Degenerative mitral regurgitation. We recently reviewed our experience with the biodegradable ring in mitral valve repair for degenerative mitral regurgitation [16]. Between 2005 and 2007, we included 102 consecutive patients who underwent mitral valve repair with the biodegradable ring, and matched them to contemporaneous patients who underwent mitral valve repair with a traditional Carpentier-Edwards ring. During a follow-up of 3 years, the biodegradable ring group showed lower mitral inflow gradients (3.0±1.2 mmHg, vs 5.2±1.8 mmHg in controls) after 1 year. The inflow gradients continued to increase in the control group at 3 years post-operatively (5.2±2.2 mmHg), while it gradually decreased for 2 years in the biodegradable ring group before reaching a plateau on the third year after repair (2.3±0.4 mmHg). There was no significantly different rate of recurrent mitral regurgitation between groups. As in our study in children with rheumatic mitral regurgitation, we also found a significantly smaller decrease in shortening fraction early after surgery (3 weeks).
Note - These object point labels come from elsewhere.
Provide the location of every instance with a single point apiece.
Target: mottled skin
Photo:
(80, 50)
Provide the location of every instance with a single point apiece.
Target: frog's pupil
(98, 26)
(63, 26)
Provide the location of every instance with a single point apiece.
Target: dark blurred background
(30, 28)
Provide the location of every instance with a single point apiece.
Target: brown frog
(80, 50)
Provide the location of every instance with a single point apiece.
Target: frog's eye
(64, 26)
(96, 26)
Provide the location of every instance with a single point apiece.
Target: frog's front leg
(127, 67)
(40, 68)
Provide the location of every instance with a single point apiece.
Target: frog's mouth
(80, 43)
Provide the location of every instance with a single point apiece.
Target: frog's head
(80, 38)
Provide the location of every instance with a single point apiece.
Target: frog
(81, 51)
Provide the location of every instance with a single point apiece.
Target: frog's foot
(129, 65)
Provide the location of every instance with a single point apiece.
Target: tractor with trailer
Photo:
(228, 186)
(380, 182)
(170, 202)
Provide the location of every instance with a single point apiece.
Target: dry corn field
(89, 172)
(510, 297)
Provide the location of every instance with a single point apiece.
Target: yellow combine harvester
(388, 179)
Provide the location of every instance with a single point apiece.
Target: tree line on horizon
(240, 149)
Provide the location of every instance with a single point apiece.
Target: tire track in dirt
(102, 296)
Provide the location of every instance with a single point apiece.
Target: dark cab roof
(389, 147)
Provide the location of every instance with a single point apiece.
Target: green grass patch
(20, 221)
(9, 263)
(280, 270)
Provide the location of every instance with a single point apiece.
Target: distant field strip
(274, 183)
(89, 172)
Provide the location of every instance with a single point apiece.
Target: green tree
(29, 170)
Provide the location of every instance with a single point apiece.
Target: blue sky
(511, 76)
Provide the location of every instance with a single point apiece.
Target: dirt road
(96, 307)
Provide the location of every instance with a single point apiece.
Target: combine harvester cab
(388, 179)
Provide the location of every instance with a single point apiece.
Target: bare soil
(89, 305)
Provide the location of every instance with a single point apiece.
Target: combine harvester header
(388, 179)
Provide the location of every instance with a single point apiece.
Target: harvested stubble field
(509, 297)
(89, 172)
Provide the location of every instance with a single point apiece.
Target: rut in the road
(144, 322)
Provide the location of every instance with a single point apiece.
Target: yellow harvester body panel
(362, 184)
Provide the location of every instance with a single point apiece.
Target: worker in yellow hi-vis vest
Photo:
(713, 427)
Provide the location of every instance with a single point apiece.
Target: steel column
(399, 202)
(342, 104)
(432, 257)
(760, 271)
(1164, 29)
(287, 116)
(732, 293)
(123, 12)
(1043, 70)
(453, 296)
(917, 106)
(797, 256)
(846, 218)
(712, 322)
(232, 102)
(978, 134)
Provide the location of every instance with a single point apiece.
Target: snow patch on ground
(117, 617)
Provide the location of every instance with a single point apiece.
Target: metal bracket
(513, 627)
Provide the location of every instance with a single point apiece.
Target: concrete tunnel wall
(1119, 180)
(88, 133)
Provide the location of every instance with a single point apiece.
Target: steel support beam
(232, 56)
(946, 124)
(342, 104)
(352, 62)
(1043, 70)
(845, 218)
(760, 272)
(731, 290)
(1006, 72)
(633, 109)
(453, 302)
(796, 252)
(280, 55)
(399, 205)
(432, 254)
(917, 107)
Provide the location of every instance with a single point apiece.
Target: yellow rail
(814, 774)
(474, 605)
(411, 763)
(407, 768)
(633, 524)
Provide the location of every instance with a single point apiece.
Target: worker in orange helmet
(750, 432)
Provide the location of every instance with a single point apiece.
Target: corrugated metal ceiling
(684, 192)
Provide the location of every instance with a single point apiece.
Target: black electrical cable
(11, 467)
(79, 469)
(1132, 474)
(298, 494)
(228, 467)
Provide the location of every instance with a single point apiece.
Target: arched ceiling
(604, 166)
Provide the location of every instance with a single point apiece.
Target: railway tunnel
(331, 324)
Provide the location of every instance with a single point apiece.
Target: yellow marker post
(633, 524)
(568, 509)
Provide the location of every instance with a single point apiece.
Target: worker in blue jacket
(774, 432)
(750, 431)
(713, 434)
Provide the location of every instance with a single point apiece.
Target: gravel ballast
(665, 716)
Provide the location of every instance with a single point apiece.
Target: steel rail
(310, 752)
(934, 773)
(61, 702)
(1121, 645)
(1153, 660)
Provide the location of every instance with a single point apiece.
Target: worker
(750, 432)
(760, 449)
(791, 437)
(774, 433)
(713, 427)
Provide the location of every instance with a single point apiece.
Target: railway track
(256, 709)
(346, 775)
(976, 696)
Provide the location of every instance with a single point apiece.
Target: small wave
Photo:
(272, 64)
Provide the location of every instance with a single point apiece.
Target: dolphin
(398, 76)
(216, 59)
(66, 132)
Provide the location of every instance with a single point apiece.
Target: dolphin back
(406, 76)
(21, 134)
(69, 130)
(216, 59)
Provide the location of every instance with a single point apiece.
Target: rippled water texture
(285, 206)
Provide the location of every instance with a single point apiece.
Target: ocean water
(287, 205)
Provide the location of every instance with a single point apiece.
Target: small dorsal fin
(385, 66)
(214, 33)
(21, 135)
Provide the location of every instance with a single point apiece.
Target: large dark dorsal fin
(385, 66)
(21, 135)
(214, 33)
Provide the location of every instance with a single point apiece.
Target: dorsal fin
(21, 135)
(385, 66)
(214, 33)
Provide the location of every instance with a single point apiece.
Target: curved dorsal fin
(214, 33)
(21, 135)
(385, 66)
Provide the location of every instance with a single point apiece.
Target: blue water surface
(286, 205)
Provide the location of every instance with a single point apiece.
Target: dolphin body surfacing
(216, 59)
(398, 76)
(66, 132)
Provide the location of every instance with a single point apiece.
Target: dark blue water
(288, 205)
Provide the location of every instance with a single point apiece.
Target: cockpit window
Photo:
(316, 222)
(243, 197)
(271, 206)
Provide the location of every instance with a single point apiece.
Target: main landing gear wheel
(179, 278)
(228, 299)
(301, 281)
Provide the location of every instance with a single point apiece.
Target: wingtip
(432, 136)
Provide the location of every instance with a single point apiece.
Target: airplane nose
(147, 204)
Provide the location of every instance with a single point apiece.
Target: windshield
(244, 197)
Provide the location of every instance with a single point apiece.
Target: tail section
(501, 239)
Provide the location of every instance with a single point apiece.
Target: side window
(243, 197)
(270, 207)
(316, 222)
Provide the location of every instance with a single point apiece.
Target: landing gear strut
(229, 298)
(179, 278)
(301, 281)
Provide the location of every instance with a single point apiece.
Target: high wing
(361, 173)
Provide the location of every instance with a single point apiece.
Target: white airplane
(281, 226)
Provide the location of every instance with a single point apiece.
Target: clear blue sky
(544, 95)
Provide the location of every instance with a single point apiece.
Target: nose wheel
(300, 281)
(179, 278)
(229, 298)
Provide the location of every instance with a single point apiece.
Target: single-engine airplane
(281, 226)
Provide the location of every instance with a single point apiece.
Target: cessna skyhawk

Finally, we measured the dynamic annular diameters during follow-up, which showed that the anteroposterior diameter maintained a 15±3% variation during the cardiac cycle after biodegradable ring annuloplasty, which wasn’t the case in controls, and we didn’t see any late re-dilatation of the annulus.

Minimally invasive and robotic annuloplasty. One last area that hasn’t been investigated quite as much, is the applicability of the implantation technique of the biodegradable ring in minimally invasive cardiac surgery. Minimally invasive and robotic surgery is an emerging field in cardiac surgery. Although initially more complicated for the surgeon, these surgeries have been shown to be less traumatic for the patient and to provide a faster recovery, without compromising the quality of the repair [21, 22]. Dedicated surgical instruments have been developed to fit these approaches, although traditional annuloplasty devices have not been adapted to minimally invasive surgery, and still require multiple suture placement and knot tying, which are somewhat difficult, tedious and time-consuming in minimally invasive surgery. The biodegradable ring, as outlined previously, can be inserted directly into the native annulus, using the suture extensions at each extremity. No further sutures are required, thereby simplifying the implantation in minimally invasive cardiac surgery [23]. We recently reported our experience in 10 consecutive patients who underwent successful tricuspid annuloplasty with the biodegradable ring [24].

Conclusion

Annuloplasty using a biodegradable ring has shown excellent early and mid-term results, with particular advantages compared to traditional annuloplasty rings in specific subsets of patients, namely children, endocarditis and minimally invasive cardiac surgery.

Longer-term follow-up is currently being assessed and we look forward to expanding our current knowledge of these biodegradable devices.